Food strategy: For emergencies on the road I usually take with me enough energy for two days (energy bars, dried meat and fruits). On the tour days I try to eat fresh enough for the day and then I top it up with food I get on the shops along the way. Also, I always try to get enough to drink at the shops and not just when I have a meal.
For water it turned out to be a very dry period. I carried 2 liters of water with me, and also brought 1 liter in my daypack. I filled up with water every time I could buy or pick up water at a fountain. There were parts of the route of 25 km where there was no water at all. In these cases I started with 4 liters.
As with all of my trips, I have done a few versions of this trip. This was the middle price version of the trip.
The mechanical failures
Across 14 days, I had:
Two flat tires: However both were tubeless so the sealant fixed them instantly within seconds of the blowouts. Later during the long descent to Aspet the back brake cable had been stretched. I pulled it back up and did the required adjustment. One chain quick-link replacement after a stuck link. One bolt re-tightening on a rack mount.
In retrospect, I had obviously packed far too many tools for any repairs to ever be needed. However, they all came in very useful as the list above shows and in total weighed around 800 grams, or around 1.8 pounds. That’s worth carrying on its own.
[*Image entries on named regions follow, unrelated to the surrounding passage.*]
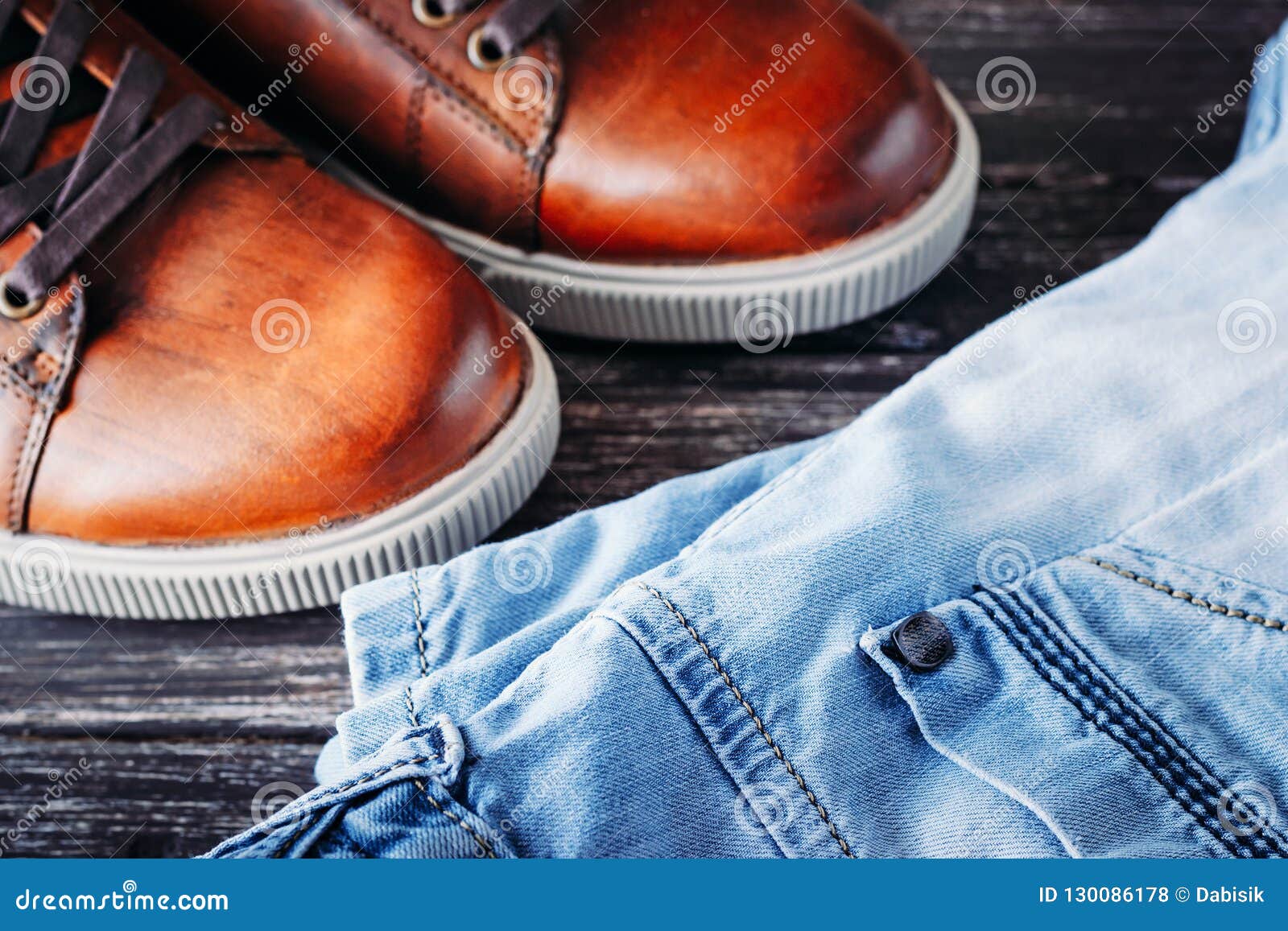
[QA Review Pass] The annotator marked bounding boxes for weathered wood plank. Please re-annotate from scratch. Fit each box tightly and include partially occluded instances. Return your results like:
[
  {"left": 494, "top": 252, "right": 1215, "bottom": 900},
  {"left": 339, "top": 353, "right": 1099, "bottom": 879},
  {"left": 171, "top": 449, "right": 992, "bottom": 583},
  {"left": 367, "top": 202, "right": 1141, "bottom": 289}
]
[{"left": 0, "top": 738, "right": 320, "bottom": 858}]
What I would do differently
Add one more rest day to the itinerant plan. The 2-rest-day plan worked well for me, but three would have sent me off on the last stage of the trip in much better nick.
Adding a 4th water bottle cage on the down tube would have been welcome in the dry weeks. Two water bottle cages on a bike are already a very tight squeeze as it is.
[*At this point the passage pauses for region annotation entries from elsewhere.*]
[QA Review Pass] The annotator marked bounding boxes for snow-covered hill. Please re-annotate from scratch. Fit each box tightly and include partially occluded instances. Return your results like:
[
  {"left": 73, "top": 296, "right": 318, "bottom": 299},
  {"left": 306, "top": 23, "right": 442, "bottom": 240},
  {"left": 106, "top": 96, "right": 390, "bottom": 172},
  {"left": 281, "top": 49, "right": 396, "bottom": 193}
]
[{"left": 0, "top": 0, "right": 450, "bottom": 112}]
Book your overnight stays 3-4 days ahead of time, not 1-2 days ahead of time. The small villages and hamlets along this section of the Pyrenees have a very limited number of beds for rent, and I was forced to make a long detour to find a place to sleep one night.
The summary
Mountain bike touring is a real sport which requires specific preparation. Preparation of the bike and of the load (or luggage) that you will be carrying on your tour and also preparation for the fatigue that you will suffer during your tour. The key to a successful tour is the rest days. Done well the rhythm of a tour becomes one of the most absorbing experiences of adventure travel. For 14 days you are doing one thing and the landscape is changing under your wheels.